In John 8:12, Jesus says that he is the light of the world. Romans 6:12 says those who believe in Christ are alive in Christ. If we abide in Christ, we abide in the light. Love for your brothers and sisters is one of the primary ways that you know that you are abiding in the light, abiding in Christ. The one who is in darkness has no capacity to love because his eyes have been blinded by the darkness. If you are walking in the light, then you have no cause for stumbling.

On Good Friday I called our current circumstances a hearing test. Faith comes through hearing and so circumstances that test our faith are a test of our hearing. Likewise, if loving your brother is how you know you are abiding in Christ, then circumstances that test your love for the brotherhood are a test of your life in Christ. Grumbling, complaining, Judging, avoiding, back-biting your brothers and sisters to whom Christ as united to you in Himself? Are you stumbling over your brother’s theology? Over what he calls clean and unclean?

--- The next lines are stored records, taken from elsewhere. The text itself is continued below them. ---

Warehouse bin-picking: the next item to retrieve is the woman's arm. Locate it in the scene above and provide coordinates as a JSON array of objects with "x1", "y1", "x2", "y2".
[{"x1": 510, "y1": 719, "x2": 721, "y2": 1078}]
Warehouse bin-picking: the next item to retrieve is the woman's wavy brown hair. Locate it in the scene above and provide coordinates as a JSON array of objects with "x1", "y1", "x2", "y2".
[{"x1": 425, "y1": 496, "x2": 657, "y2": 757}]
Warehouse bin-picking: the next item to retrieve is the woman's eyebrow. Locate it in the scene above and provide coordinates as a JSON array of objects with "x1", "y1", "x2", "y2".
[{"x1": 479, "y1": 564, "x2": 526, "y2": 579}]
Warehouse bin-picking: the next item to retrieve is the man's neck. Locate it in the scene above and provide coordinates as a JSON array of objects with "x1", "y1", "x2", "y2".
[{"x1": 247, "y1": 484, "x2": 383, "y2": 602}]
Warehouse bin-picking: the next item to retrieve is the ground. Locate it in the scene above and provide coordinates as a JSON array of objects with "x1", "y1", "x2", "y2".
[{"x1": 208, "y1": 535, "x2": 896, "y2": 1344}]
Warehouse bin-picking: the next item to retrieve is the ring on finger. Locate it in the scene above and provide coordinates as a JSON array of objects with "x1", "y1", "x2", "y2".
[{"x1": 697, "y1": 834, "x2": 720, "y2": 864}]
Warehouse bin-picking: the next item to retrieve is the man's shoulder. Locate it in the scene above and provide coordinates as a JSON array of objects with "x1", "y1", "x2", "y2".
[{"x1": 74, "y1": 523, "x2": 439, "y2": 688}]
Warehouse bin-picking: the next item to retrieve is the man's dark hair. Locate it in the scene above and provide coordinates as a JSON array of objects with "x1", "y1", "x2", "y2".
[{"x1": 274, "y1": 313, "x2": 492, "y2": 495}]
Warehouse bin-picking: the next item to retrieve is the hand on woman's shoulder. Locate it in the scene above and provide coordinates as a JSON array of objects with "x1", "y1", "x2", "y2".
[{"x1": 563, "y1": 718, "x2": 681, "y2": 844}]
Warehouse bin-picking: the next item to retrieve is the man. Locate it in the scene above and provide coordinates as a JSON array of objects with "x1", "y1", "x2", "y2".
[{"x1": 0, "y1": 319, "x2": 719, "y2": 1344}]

Are you stumbling over what your Sister isn’t saying? Are you stumbling over your brother’s foolishness?

Whatever we may personally think of the social distancing standards, the six-foot rule really is too shallow a grave for our unity. If you are stumbling, then you are walking in the dark. You are not walking in the light of a Gracious God. You are not walking in the light of the love that you have received.

Love is not an emotional response to beauty, merit or kindness, but a moral attitude dedicated to another’s good, whether or not that other is lovable, deserving, or responsive. Divine love means to love the undeserving, despite disappointment, worthiness or rejection.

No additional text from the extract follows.